Sátiros, Faunos, Ninfas, Sílfides e Outros Bichos Parte I

Parte I

Dedico para meu grande amigo psiquiatria, escritor de hai kais, homepata e romancista Marco Teixeira. Bom final de semana, meu velho, e quem sabe mais além um bom uísque?

Tenho autocrítica, não se preocupe.

E sou maluco. Não precisa ninguém apontar o dedo pra mim. Tenho consciência plena da minha loucura e a mantenho sob controle e assim a sanidade fica preservada. O problema é que eu escrevo. Não tem nada bonito ou glamoroso no ato insano de dirigir uma caneta sobre uma folha de papel em branco ou ficar martelando teclas de seja lá que método se use. Pelo contrário. É só dor e perda. A arte tem que ser atormentada senão vira essa cultura de massa que ninguém agüenta mais a não ser a quem a patrocina e financia e por falta de opção o povo compra. Mas, essa é outra conversa. O devaneio foi longo. Ou será que foi um hiato alcoólico na minha mente? Ou será que foi em astral? Não. Em astral também já é demais! Não descarto nenhuma hipótese, porém... Ou será que sonhei? Ou criei da minha imaginação para escrever um conto? Sabe-se lá. Valha-me Lord Krishna Senhor de Todas as Coisas!

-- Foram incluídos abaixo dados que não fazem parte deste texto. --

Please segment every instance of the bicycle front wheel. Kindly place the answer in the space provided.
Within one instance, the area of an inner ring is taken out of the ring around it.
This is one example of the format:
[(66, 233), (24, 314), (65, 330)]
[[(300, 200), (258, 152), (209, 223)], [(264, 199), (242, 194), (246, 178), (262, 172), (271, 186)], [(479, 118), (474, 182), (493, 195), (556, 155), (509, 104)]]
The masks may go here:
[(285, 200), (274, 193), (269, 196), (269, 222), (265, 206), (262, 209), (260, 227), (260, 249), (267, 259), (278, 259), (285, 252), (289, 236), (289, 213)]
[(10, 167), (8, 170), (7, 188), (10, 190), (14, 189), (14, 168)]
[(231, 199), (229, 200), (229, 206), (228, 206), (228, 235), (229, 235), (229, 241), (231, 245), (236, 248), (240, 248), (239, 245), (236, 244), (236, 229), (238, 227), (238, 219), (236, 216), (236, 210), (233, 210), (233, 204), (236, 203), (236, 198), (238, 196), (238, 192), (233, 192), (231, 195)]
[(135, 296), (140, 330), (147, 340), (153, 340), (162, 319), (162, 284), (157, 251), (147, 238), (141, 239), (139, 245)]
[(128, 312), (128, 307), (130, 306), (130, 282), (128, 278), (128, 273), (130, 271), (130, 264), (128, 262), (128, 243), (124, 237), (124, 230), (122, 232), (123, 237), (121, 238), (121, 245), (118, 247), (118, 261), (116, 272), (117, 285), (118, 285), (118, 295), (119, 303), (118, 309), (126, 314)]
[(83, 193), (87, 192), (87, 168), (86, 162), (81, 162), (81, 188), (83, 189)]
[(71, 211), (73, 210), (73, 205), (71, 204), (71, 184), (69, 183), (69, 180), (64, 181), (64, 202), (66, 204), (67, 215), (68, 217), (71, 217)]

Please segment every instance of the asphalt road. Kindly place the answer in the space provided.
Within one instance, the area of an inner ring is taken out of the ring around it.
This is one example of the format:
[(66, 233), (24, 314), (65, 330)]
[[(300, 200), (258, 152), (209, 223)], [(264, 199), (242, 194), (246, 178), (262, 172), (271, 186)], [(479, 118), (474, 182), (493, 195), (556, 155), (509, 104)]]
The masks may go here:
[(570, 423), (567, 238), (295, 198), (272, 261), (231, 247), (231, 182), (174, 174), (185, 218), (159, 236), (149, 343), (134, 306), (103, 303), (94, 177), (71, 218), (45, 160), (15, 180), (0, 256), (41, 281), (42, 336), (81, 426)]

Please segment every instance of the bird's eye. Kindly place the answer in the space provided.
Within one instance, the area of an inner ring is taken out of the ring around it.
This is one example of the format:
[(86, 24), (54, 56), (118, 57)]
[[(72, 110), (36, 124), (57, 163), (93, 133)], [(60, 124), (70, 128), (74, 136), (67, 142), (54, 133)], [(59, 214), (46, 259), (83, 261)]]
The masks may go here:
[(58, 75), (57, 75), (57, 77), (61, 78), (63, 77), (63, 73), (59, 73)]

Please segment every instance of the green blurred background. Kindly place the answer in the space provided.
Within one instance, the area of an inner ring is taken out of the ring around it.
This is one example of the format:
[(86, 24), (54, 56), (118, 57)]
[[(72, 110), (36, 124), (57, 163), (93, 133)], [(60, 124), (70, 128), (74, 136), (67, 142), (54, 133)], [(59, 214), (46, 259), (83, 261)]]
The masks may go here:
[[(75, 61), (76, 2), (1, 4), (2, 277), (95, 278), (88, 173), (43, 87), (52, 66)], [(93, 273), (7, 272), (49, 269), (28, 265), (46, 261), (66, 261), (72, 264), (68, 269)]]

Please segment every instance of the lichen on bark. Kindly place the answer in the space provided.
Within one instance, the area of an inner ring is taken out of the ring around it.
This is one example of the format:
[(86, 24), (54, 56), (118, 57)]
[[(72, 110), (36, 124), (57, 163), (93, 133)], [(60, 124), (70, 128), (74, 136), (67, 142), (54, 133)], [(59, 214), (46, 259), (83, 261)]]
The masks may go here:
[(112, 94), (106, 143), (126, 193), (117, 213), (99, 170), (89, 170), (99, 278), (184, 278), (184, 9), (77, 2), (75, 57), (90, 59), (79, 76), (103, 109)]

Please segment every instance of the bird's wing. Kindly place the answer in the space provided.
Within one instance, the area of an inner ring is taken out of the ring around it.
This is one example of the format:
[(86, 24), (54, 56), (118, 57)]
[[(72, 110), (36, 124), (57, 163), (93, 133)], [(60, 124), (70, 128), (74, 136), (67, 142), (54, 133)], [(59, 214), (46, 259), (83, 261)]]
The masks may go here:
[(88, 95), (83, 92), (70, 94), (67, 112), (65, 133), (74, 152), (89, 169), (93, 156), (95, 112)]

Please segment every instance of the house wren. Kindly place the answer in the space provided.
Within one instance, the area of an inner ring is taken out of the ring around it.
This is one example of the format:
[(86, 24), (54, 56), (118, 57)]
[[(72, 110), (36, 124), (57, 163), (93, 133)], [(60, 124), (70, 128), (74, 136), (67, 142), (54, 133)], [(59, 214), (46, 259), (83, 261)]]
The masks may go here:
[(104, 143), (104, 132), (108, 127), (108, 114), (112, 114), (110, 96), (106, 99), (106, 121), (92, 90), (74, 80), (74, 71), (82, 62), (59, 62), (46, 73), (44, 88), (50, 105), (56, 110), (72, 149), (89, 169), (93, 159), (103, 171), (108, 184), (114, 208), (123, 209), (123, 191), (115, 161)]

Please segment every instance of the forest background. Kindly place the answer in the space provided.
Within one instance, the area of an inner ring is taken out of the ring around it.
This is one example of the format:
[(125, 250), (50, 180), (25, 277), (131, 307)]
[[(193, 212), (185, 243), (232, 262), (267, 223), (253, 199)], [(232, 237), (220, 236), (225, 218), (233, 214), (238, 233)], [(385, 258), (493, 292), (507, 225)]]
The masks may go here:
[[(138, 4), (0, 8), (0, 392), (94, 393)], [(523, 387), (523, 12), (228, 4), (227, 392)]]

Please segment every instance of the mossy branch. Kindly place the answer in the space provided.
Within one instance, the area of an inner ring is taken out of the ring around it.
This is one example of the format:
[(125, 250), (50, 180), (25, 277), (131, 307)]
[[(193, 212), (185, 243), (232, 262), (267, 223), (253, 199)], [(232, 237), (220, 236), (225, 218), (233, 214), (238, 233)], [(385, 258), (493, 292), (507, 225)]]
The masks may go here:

Parada foi à seguinte: Numa manhã de sexta feira eu acordei tarde. Tarde para meus padrões recém inaugurados de empedernido madrugador. Acordei de péssimo humor como sempre. Tudo ácido. A luz do sol refletida no basculante do banheiro me feria a vista. Intestino em convulsão. Gosto de cabo de guarda chuva na boca. Aquela sensação de impotência e desagrado diante do cotidiano banal & brutal. O cansaço perene. A certeza da insignificância. Todos os sintomas normais de várias décadas. Ora, ninguém é velho aos 44, contudo aos 15 depois que li de uma paulada só o Burguess, o Huxley & o Orwell e aliado a um velho alcoolismo cuidadosamente cultivado, envelheci à minha maneira, não necessito de justificações como tantos por aí, me habituei. Fiz o que tinha que fazer e entrei uma ducha tépida. Chegou o outono na cidade faz uns dias atrás. Sabe como é. A última coisa que preciso é que me voltem as hemorróidas e a rinite. Terminado isso já me sentia bem melhor e como era fim de mês e a minha grana já tinha saído na véspera resolvi checar a correspondência. Peguei uma garrafa de água mineral na geladeira, vesti umas cuecas limpas e meu casaco de couro , calcei sandálias e fui pegar as contas. Contas, contas e contas. No meio delas um bilhete escrito com garranchos selvagens e quase ilegíveis e um papel amarelado pautado como um bloco antigo de anotações. Aqueles pretos muito comuns nas redações de outrora (essa foi de foder..., Revisor! Pode deixar como está. Mea Culpa! Mea Culpa! Mea Máxima Culpa! Não tenho pudor estilístico, não.). Então, como eu ia dizendo. Quando fui ler a tal nota – à principio – tive dificuldade na tarefa e demorei afinal a minha visão nunca foi lá grande coisa e o melhor exemplo são as peças raras que me apaixonei na minha vida e que hoje as quero muito bem. Bem longe de mim... Porém quando decifrei aquele hieróglifo um arrepio transpassou pela minha nuca e arrepiou meus pelos:

“Ilmo. Sr. Töpera, Geraldo.”

“Hoje, dia 28 de março de 2014. Ano Cristão. A “entrevista imaginária “a ser realizada à luz dos archotes, à meia noite ( segundo Machado de Assis ‘é a hora que apavora’), no “terreno baldio” e tendo a presença da cabra vadia que não comete inconfidências e a audiência de faunos, sátiros, duendes, ninfas, sílfides, caramujos, lagartixas profissionais, pulgas, piolhos, sapos e rãs coaxantes e a indefectível coruja, clamam sua pessoa para dar declarações. Toda a unanimidade é burra. Com apreço e consideração. Nélson”.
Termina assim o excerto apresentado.